UNICEF has therefore been working with partners to supply water through rehabilitated boreholes and water trucking, including to internally displaced persons hosted at displacement sites, and supplying desperately needed hygiene supplies. UNICEF is also deploying mobile health teams to vulnerable communities to provide vital health services.

In addition to the nutrition emergency, the ongoing violence and upheaval leaves the region confronting a protection crisis. Thousands of children have been separated from their parents and caregivers, and there have also been horrendous accounts of women and children having been subjected to sexual violence.

UNICEF has been setting up temporary learning spaces for internally displaced children and host communities in areas where schools are damaged or occupied. UNICEF has provided psychosocial support to tens of thousands of children and their caregivers across the conflict-affected northern regions since the conflict began.
Across the three regions, nearly 2.7 million school aged children, nearly half girls, are out of school due to the conflict. Thousands of schools are completely or partially damaged and many are used as IDP sites.

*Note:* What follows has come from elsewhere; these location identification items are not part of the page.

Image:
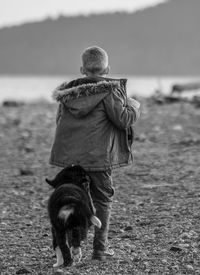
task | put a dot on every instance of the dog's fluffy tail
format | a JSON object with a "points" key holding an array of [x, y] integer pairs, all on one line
{"points": [[65, 212]]}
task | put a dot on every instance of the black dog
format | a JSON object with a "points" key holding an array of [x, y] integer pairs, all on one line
{"points": [[71, 213]]}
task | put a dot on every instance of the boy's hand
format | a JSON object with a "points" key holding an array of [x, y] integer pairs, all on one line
{"points": [[133, 103]]}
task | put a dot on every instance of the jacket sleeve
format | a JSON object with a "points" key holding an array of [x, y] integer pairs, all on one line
{"points": [[58, 114], [123, 114]]}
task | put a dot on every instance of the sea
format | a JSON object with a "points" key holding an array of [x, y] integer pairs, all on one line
{"points": [[34, 88]]}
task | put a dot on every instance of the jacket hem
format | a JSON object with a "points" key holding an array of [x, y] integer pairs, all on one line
{"points": [[94, 168]]}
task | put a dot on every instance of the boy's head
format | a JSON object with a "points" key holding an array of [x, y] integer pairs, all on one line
{"points": [[94, 61]]}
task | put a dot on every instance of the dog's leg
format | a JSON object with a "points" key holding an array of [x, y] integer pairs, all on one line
{"points": [[65, 251], [76, 254], [59, 256], [76, 242], [54, 243]]}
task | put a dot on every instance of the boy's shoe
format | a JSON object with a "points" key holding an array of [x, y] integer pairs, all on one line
{"points": [[102, 255]]}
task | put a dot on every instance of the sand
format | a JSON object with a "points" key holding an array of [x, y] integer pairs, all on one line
{"points": [[155, 222]]}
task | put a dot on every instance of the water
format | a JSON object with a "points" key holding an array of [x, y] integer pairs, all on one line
{"points": [[41, 87]]}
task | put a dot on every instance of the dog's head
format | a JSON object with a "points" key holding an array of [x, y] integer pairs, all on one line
{"points": [[74, 174], [71, 174]]}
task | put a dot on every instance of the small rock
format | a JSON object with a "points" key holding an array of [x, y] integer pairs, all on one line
{"points": [[175, 249], [164, 261], [12, 103], [190, 267], [25, 172], [128, 228]]}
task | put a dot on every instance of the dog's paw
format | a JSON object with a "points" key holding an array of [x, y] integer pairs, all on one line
{"points": [[68, 263], [58, 264], [60, 260]]}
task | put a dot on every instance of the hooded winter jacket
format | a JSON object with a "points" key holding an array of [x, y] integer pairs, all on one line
{"points": [[94, 124]]}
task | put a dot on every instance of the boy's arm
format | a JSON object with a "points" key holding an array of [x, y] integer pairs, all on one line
{"points": [[123, 116]]}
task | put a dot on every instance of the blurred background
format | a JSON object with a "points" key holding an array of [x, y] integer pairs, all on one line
{"points": [[154, 43]]}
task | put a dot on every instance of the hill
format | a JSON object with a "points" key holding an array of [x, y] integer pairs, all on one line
{"points": [[161, 40]]}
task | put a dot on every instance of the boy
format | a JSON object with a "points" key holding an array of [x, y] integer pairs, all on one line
{"points": [[94, 130]]}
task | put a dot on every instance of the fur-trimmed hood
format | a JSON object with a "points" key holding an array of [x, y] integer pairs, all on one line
{"points": [[83, 98]]}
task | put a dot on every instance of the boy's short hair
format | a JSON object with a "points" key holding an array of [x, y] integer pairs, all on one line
{"points": [[94, 59]]}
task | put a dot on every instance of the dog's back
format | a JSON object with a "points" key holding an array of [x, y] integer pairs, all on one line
{"points": [[71, 212], [68, 208]]}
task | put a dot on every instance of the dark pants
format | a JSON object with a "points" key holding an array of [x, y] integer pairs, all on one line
{"points": [[102, 192]]}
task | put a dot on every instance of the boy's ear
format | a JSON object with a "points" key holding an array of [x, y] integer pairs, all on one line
{"points": [[82, 70], [107, 70]]}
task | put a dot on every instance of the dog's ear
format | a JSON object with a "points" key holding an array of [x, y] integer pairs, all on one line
{"points": [[96, 221], [50, 182], [86, 186]]}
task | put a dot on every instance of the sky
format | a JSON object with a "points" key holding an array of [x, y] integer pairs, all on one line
{"points": [[14, 12]]}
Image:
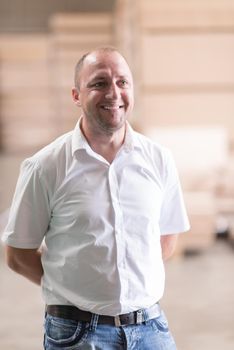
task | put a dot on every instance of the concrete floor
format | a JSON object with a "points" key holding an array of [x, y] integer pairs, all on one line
{"points": [[198, 301]]}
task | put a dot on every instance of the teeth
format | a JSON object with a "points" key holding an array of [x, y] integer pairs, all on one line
{"points": [[111, 107]]}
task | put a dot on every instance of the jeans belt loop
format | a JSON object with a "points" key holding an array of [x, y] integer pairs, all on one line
{"points": [[117, 321], [139, 316]]}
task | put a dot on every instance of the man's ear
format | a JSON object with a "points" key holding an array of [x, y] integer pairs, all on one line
{"points": [[75, 96]]}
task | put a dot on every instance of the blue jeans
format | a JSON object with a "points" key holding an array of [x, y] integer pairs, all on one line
{"points": [[72, 335]]}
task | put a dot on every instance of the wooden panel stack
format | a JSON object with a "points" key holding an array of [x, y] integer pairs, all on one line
{"points": [[25, 102], [36, 77], [182, 53]]}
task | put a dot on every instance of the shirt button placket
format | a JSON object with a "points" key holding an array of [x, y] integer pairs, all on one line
{"points": [[118, 217]]}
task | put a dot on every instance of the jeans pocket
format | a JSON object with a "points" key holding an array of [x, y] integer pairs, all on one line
{"points": [[64, 333], [160, 323]]}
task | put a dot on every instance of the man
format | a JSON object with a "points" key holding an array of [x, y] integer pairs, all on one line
{"points": [[108, 204]]}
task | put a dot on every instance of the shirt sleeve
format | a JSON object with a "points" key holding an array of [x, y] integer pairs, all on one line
{"points": [[173, 216], [30, 211]]}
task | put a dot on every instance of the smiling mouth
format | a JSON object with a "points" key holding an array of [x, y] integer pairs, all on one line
{"points": [[111, 107]]}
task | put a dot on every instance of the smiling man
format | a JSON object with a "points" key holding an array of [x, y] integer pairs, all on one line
{"points": [[107, 202]]}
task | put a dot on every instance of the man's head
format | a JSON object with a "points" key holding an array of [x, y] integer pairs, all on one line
{"points": [[103, 89]]}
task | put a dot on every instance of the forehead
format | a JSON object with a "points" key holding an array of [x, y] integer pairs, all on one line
{"points": [[105, 63]]}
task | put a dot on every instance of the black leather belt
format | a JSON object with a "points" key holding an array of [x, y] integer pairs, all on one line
{"points": [[73, 313]]}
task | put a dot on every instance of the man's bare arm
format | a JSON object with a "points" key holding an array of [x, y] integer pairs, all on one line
{"points": [[168, 244], [26, 262]]}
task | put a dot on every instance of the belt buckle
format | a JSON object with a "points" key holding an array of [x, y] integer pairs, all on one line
{"points": [[117, 321]]}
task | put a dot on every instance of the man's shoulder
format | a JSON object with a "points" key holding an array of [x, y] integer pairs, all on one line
{"points": [[150, 146], [52, 155]]}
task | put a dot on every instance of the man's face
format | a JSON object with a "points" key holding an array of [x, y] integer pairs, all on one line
{"points": [[105, 91]]}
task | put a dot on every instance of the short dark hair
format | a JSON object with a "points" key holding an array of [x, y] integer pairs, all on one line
{"points": [[80, 63]]}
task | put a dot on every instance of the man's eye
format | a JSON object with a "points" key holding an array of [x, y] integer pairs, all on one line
{"points": [[99, 84], [123, 82]]}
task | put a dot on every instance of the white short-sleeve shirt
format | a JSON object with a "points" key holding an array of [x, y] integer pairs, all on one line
{"points": [[101, 223]]}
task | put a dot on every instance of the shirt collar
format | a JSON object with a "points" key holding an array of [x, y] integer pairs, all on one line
{"points": [[79, 141]]}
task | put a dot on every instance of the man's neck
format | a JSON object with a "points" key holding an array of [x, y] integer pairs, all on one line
{"points": [[105, 144]]}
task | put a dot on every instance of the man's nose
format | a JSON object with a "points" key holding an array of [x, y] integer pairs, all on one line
{"points": [[112, 92]]}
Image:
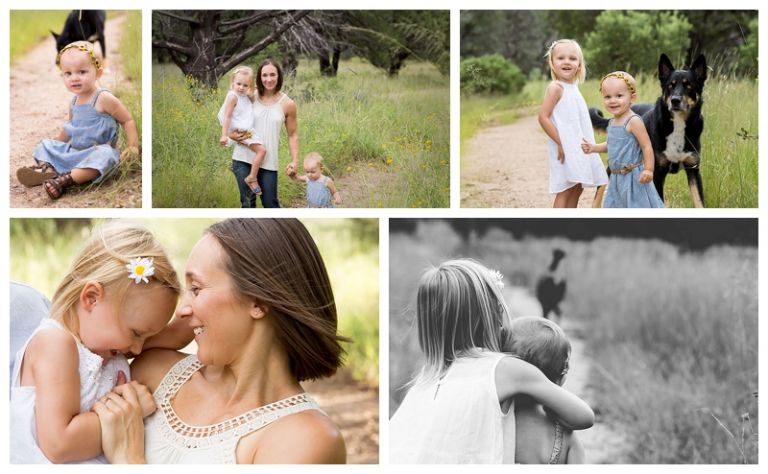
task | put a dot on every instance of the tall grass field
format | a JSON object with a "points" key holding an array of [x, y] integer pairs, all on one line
{"points": [[672, 334], [385, 141], [729, 144], [42, 251]]}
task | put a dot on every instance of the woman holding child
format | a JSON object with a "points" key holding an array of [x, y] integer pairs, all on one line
{"points": [[259, 334], [272, 109]]}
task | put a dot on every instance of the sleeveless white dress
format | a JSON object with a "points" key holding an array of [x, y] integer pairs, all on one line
{"points": [[457, 420], [97, 378], [268, 120], [571, 117], [169, 440]]}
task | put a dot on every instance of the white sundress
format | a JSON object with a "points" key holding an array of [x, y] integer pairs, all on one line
{"points": [[456, 420], [169, 440], [97, 378], [571, 118]]}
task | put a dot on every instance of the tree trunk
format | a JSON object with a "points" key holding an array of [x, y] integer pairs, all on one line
{"points": [[396, 62]]}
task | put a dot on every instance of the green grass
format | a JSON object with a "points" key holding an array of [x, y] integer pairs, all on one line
{"points": [[359, 119], [729, 158], [673, 334], [42, 250]]}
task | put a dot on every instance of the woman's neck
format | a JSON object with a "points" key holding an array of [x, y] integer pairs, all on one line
{"points": [[259, 376]]}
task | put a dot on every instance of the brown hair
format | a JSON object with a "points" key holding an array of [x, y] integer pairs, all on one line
{"points": [[293, 285], [539, 342], [259, 84]]}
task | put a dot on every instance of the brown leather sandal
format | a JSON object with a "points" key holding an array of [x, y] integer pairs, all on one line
{"points": [[55, 187], [31, 176]]}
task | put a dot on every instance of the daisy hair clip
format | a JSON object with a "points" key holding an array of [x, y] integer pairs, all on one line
{"points": [[497, 279], [140, 269]]}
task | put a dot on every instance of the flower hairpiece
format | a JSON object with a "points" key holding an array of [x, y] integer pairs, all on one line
{"points": [[140, 269], [619, 75], [80, 46], [497, 277]]}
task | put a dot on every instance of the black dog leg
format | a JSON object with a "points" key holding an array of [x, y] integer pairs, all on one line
{"points": [[695, 186], [659, 176]]}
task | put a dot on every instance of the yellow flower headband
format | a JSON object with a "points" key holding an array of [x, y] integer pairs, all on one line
{"points": [[620, 75], [83, 46]]}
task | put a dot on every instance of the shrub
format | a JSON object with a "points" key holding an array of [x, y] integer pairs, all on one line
{"points": [[632, 41], [491, 74]]}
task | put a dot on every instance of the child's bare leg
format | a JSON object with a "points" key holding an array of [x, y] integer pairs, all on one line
{"points": [[252, 179], [575, 194]]}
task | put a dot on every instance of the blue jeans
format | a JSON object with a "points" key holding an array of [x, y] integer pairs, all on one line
{"points": [[267, 181]]}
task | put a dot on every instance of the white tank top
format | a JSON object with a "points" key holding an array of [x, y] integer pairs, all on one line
{"points": [[169, 440], [97, 378], [268, 120], [457, 420]]}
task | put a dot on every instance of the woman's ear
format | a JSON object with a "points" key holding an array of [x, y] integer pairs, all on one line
{"points": [[258, 312], [91, 294]]}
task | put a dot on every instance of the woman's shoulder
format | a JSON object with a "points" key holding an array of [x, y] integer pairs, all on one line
{"points": [[305, 437], [149, 367]]}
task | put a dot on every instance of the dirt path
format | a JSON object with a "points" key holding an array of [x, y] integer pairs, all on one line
{"points": [[354, 407], [507, 166], [602, 443], [40, 107]]}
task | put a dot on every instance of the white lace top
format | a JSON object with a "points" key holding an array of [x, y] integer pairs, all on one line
{"points": [[97, 378], [169, 440]]}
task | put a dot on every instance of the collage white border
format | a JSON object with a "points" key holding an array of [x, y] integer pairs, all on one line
{"points": [[455, 6]]}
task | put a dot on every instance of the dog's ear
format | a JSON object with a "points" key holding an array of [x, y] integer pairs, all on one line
{"points": [[665, 67], [699, 68]]}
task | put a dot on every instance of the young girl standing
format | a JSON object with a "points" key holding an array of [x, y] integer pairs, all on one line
{"points": [[630, 152], [565, 119], [321, 192], [236, 115], [85, 150], [457, 406], [120, 290]]}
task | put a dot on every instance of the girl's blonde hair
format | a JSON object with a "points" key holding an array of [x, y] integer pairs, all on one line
{"points": [[581, 73], [103, 258], [86, 47], [247, 70], [460, 310]]}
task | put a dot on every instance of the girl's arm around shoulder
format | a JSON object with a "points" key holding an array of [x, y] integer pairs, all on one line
{"points": [[149, 367], [308, 437], [515, 376], [64, 434], [576, 453]]}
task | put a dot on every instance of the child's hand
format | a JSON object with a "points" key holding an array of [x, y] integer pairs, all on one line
{"points": [[130, 152]]}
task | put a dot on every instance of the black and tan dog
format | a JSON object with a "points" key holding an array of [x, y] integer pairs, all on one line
{"points": [[83, 25], [674, 124]]}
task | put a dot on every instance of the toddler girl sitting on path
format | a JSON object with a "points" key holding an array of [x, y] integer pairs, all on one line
{"points": [[85, 150]]}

However, UNICEF has been working with partners to help reopen schools through the Bete (My Home) programme, which provides both education and child protection services.

UNICEF’s aim is to reach every child across the region with critical health, nutrition, water, sanitation, education and protection services. But more than anything, the region’s children and their families need an immediate cessation of hostilities so that they can safely obtain life-saving services and begin to rebuild their lives.